Arden pointed out that the canal was of vital importance to the Canada/U.S. transportation system and has had a profound influence on the local community. There were many challenges to the completion of the project which took over two decades. The number of workers who were killed during that period was 137. This represented approximately one life for every one million dollars spent. ($130 million to build – 137 died). Besides the deaths there were thousands injured or required treatment. A hospital was built on site to treat injured workers. The memorial has a time line with the number of fatalities indicated for each year. The longest line is in the year 1928 during which 29 men died including 10 in one accident when a crane and gate fell at Lock 6.

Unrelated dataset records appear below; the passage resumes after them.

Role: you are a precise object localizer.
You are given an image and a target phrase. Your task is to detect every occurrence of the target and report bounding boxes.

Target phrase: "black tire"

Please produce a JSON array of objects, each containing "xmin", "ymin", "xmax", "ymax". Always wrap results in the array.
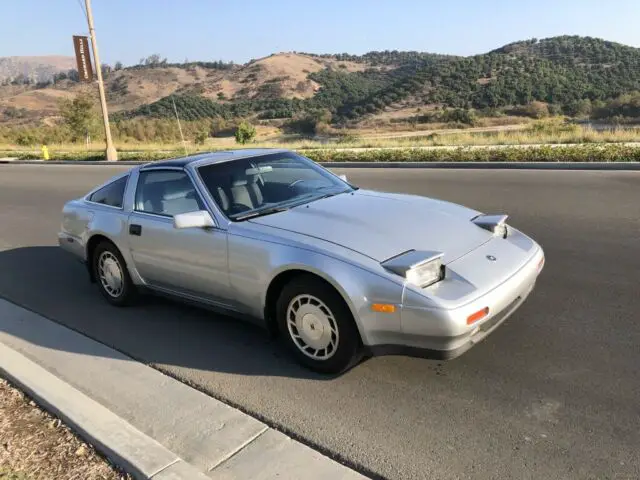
[
  {"xmin": 276, "ymin": 275, "xmax": 362, "ymax": 374},
  {"xmin": 91, "ymin": 241, "xmax": 137, "ymax": 307}
]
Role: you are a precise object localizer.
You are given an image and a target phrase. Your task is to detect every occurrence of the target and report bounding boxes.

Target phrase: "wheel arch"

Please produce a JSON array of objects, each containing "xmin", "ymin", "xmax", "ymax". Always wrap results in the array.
[{"xmin": 263, "ymin": 265, "xmax": 364, "ymax": 342}]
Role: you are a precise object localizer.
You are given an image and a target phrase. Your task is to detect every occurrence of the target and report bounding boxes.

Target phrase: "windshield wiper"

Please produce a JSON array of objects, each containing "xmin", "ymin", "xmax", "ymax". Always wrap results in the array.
[{"xmin": 233, "ymin": 206, "xmax": 291, "ymax": 220}]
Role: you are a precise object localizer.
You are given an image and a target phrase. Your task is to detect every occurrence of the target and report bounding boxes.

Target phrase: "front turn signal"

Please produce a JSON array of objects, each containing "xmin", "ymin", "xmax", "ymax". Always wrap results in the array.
[
  {"xmin": 371, "ymin": 303, "xmax": 396, "ymax": 313},
  {"xmin": 467, "ymin": 307, "xmax": 489, "ymax": 325}
]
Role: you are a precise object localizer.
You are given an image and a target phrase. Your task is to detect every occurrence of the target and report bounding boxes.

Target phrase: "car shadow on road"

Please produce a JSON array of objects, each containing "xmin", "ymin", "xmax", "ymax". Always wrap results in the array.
[{"xmin": 0, "ymin": 246, "xmax": 334, "ymax": 380}]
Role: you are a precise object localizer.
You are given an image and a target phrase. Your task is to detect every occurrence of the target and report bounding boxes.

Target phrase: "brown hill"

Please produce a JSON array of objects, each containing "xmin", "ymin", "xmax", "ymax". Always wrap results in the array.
[
  {"xmin": 0, "ymin": 53, "xmax": 366, "ymax": 121},
  {"xmin": 0, "ymin": 55, "xmax": 75, "ymax": 82}
]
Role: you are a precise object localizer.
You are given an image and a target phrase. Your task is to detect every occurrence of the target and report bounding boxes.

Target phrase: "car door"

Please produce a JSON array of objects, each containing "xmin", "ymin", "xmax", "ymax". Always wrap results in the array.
[{"xmin": 128, "ymin": 168, "xmax": 231, "ymax": 306}]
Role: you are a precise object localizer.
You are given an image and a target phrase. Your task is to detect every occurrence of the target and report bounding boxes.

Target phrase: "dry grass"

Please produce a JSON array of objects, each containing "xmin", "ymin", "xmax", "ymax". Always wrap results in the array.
[
  {"xmin": 0, "ymin": 121, "xmax": 640, "ymax": 158},
  {"xmin": 0, "ymin": 379, "xmax": 132, "ymax": 480}
]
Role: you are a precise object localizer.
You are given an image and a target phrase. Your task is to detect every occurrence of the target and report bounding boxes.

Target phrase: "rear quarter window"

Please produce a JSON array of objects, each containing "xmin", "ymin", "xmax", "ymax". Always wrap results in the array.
[{"xmin": 88, "ymin": 175, "xmax": 129, "ymax": 208}]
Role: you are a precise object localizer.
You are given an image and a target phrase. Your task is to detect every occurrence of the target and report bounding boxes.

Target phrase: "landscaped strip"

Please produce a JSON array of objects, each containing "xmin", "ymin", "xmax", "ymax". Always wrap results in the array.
[{"xmin": 3, "ymin": 144, "xmax": 640, "ymax": 163}]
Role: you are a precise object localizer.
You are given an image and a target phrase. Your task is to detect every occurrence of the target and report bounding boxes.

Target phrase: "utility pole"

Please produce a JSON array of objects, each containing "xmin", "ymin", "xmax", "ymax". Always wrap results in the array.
[{"xmin": 84, "ymin": 0, "xmax": 118, "ymax": 161}]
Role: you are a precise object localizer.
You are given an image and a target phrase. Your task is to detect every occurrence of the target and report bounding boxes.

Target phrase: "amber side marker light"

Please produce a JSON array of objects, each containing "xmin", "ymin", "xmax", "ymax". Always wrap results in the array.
[
  {"xmin": 538, "ymin": 257, "xmax": 545, "ymax": 271},
  {"xmin": 371, "ymin": 303, "xmax": 396, "ymax": 313},
  {"xmin": 467, "ymin": 307, "xmax": 489, "ymax": 325}
]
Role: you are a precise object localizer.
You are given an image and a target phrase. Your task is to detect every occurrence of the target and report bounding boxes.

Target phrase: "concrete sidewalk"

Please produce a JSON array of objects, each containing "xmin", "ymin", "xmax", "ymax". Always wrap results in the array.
[{"xmin": 0, "ymin": 299, "xmax": 366, "ymax": 480}]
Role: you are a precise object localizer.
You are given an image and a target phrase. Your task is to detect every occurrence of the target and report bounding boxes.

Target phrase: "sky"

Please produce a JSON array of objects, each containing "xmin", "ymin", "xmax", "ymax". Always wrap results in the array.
[{"xmin": 0, "ymin": 0, "xmax": 640, "ymax": 65}]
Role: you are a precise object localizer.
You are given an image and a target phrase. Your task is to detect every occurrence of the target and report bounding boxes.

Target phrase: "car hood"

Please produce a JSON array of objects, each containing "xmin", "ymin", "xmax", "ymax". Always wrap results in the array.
[{"xmin": 250, "ymin": 190, "xmax": 492, "ymax": 263}]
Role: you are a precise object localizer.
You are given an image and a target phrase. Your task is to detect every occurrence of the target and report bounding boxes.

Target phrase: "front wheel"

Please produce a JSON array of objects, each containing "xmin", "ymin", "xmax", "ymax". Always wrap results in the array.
[
  {"xmin": 92, "ymin": 241, "xmax": 136, "ymax": 307},
  {"xmin": 276, "ymin": 276, "xmax": 361, "ymax": 374}
]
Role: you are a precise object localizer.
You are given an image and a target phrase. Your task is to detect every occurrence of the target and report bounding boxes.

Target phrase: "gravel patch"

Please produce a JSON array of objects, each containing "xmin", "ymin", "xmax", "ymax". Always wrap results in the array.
[{"xmin": 0, "ymin": 378, "xmax": 133, "ymax": 480}]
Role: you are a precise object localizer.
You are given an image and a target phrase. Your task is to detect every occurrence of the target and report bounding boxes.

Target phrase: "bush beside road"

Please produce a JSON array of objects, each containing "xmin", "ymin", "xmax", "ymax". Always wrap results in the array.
[{"xmin": 0, "ymin": 144, "xmax": 640, "ymax": 163}]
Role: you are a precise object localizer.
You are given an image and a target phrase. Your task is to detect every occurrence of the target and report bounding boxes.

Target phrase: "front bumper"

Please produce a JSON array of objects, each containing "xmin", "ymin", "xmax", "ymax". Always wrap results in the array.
[{"xmin": 365, "ymin": 249, "xmax": 544, "ymax": 360}]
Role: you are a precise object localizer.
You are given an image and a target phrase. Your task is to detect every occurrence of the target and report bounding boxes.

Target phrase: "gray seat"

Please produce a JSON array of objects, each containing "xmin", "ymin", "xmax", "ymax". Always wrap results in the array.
[{"xmin": 230, "ymin": 175, "xmax": 264, "ymax": 209}]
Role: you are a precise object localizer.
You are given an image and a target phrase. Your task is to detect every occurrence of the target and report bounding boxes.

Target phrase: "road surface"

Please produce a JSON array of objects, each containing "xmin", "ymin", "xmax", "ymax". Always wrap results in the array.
[{"xmin": 0, "ymin": 165, "xmax": 640, "ymax": 480}]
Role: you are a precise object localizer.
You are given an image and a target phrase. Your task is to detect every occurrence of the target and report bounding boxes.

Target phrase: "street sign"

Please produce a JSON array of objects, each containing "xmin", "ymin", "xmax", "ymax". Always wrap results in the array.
[{"xmin": 73, "ymin": 35, "xmax": 93, "ymax": 82}]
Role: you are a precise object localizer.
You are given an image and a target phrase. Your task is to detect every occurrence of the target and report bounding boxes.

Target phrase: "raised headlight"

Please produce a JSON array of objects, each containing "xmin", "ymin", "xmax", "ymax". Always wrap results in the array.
[
  {"xmin": 406, "ymin": 257, "xmax": 442, "ymax": 288},
  {"xmin": 471, "ymin": 215, "xmax": 509, "ymax": 238},
  {"xmin": 382, "ymin": 250, "xmax": 445, "ymax": 288}
]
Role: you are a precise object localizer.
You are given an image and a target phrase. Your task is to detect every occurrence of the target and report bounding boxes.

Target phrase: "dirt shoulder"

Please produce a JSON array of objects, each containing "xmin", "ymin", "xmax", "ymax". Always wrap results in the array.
[{"xmin": 0, "ymin": 378, "xmax": 132, "ymax": 480}]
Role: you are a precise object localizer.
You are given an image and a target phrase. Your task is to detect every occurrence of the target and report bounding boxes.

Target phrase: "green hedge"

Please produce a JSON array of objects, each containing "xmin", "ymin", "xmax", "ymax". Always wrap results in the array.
[
  {"xmin": 6, "ymin": 144, "xmax": 640, "ymax": 162},
  {"xmin": 300, "ymin": 145, "xmax": 640, "ymax": 162}
]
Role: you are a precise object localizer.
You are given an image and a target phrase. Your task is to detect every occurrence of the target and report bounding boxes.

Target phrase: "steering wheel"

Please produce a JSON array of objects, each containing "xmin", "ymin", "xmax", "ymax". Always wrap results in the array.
[{"xmin": 288, "ymin": 178, "xmax": 307, "ymax": 188}]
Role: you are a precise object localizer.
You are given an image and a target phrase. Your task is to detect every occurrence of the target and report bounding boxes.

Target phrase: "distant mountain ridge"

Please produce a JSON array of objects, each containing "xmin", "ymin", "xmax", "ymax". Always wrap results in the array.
[
  {"xmin": 0, "ymin": 35, "xmax": 640, "ymax": 124},
  {"xmin": 0, "ymin": 55, "xmax": 76, "ymax": 83}
]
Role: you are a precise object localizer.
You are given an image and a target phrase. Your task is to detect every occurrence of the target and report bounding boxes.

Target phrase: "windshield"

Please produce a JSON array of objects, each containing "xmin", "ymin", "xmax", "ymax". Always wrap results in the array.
[{"xmin": 198, "ymin": 152, "xmax": 354, "ymax": 221}]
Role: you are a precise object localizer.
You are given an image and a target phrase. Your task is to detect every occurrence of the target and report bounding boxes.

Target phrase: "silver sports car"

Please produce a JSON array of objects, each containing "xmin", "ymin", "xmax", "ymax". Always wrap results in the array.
[{"xmin": 59, "ymin": 149, "xmax": 544, "ymax": 373}]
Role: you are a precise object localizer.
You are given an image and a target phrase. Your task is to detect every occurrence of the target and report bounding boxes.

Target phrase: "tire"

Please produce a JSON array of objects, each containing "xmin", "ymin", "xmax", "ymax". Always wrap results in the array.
[
  {"xmin": 91, "ymin": 241, "xmax": 137, "ymax": 307},
  {"xmin": 276, "ymin": 275, "xmax": 362, "ymax": 374}
]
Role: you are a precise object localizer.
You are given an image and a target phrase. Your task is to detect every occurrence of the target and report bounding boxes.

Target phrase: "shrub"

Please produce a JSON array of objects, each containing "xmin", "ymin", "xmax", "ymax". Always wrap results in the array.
[{"xmin": 235, "ymin": 121, "xmax": 256, "ymax": 145}]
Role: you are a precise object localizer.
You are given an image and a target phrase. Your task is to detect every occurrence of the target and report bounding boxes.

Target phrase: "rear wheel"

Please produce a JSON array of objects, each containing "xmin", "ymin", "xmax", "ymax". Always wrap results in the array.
[
  {"xmin": 276, "ymin": 276, "xmax": 361, "ymax": 374},
  {"xmin": 92, "ymin": 241, "xmax": 136, "ymax": 307}
]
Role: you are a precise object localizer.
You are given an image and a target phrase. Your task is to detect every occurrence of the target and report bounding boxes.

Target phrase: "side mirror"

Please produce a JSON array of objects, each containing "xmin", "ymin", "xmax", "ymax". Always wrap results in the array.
[{"xmin": 173, "ymin": 210, "xmax": 215, "ymax": 228}]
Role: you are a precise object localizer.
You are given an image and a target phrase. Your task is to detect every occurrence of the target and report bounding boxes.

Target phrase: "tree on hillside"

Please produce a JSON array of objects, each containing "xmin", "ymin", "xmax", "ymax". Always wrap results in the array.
[
  {"xmin": 59, "ymin": 93, "xmax": 99, "ymax": 142},
  {"xmin": 236, "ymin": 120, "xmax": 256, "ymax": 145}
]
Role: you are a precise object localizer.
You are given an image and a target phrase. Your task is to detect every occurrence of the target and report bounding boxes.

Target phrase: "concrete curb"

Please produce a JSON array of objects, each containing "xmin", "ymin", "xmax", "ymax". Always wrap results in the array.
[
  {"xmin": 0, "ymin": 159, "xmax": 640, "ymax": 171},
  {"xmin": 0, "ymin": 299, "xmax": 367, "ymax": 480},
  {"xmin": 0, "ymin": 343, "xmax": 210, "ymax": 480}
]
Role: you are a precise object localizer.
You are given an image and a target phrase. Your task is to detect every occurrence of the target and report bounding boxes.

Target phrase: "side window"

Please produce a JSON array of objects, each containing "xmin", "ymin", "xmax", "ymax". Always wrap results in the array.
[
  {"xmin": 135, "ymin": 170, "xmax": 205, "ymax": 217},
  {"xmin": 89, "ymin": 175, "xmax": 129, "ymax": 208}
]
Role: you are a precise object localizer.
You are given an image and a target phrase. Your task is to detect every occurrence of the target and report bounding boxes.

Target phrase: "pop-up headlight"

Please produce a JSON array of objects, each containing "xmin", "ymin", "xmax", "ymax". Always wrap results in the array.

Among the fatalities, Arden said that three families suffered the loss of fathers and sons. Two of these events occurred on the same day — August 1st, 1928. There were numerous causes for the deaths including rail accidents 25, being crushed 24, drowning 22, and falls 20. Sites for the deaths included: Thorold 58, St Catharines 36, Welland 23, and Port Colborne 19.
Arden told the stories about a few of the victims who, in many cases, left behind large families who were forced to cope with little money and little knowledge of the English language.
The memorial, to be unveiled this year at Lock 3 in St Catharines, has four primary elements – the Gates of Remembrance, the Veil, the Timeline and the Lock. The memorial lists the names of the fallen, their ages at death and place of birth. They represented 12 countries and eight provinces.